2. Rate of conversion from new users to active contributors on WE
This measure shows that WE's are migrating from their 'Newbie' status to a more active role. An Active Contributor is an Otago educator-author who has completed the skill requirements associated with the WikiBuddy level which includes creating and inserting wiki-pedagogical templates; developing one lesson or content resource for WE; and adopting another user in the Otago WE community. This is equivalent to 75 edits over a 5-day period (in an L4C wiki skills workshop. WE defines Active Contributors as having more than 100 edits per month.
Otago Active Contributors will be engaged in organizational meetings and discussions (on- and off-wiki), starting new WE projects, contributing to their colleagues wiki pages – and beginning to collaborate in an effective meaningful way. They will also be better positioned to undertand the nuances of the wiki culture (i.e., how to exercise 'professional courtesy' with colleagues on-wiki); how to develop taxonomies for the lack of organization; and how resources and knowledge can pool in the Otago WE Community. They will begin to experience the aha's and insights associated with the wiki experience: just how powerful the software is, and how they can improve individual performance and productivity, and migrate to just-in-time learning without facilitator support. Active Contributors will experience greater control over their performance; exhibit greater influence and leadership in their communities; and experience lower levels of stress and anxiety in the Otago WE Community. As the conversion rate increases, it is an important indication of the maturity of the Otago WE community and project development space, and an indicator of the potential for meaningful project collaboration ahead.

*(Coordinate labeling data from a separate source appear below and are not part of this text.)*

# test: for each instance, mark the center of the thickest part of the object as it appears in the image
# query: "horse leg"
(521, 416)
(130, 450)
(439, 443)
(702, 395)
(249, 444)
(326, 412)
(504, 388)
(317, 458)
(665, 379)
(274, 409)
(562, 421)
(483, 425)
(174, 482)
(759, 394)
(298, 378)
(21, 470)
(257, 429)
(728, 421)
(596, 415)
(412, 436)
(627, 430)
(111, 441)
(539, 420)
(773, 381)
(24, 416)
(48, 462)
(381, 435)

3. Number, diversity and growth of active contributors on WE
At the heart of a sustainable Otago Community of WikiEducators, is the number, diversity and growth of active contributors. These outcome measures and associated timeline are indicators of a credible and maturing community-of-practice, increasingly drawing in serious educators (who are concerned about peer review and program quality). Otago will be able to identify when it is 'crossing its own chasm' and individual and organizational resistance is decreasing; and how its adoption curve is migrating from innovators and early adopters to early- and late-majority (Moore, 1991).
Once these OER projects get rolling, WE's production environment kicks into high gear, enabling mass production of customized learning resources at a fraction of the cost of traditional publishing alternatives. Otago's educator-authors will gain a greater sense of their power and influence. They will be able to easily update and revise their learning materials, and publish them for small production runs, such as the groundbreaking OER Handbook for Educators V1.0, written and published entirely on WE. (Wiley, 2008) They will be able to confidently manage cost-effective project collaborations with like-minded WikiEducators from other educational institutions; increase their own effectiveness; and leverage Otago's OER leadership and experience nationally and globally.
The research methodology in this research project uses Unobtrusive Measurement.
In seeking to prove my hypothesis that educators are motivated by the need for power, achievement and/or affiliation, I will be focusing on discovering patterns that recur in different times and places (Babbie, 2008, p. 350) - namely, in public, recorded pronouncements and dialogue within open communities and sub-communities; online and offline meetings (recorded); or on public fora such as the main WE Discussion Group (formerly, the WE Mailing List), on Google Discussion Groups. http://groups.google.com/group/wikieducator, or within related community discussion groups and WE nodes / spaces. Additional communication occurs through email discussions with attached documents and/or embedded hyperlinks to text, audio, video or other media.
As of December 3, 2008, the WE Discussion Group had 477 members. It is the main communications channel for member discussion (i.e., postings) and is publicly available for anyone who wants to view it. Public communications also occur directly on the wiki (i.e., talk/discussion pages where comments are inserted directly in response to pages of interest to users).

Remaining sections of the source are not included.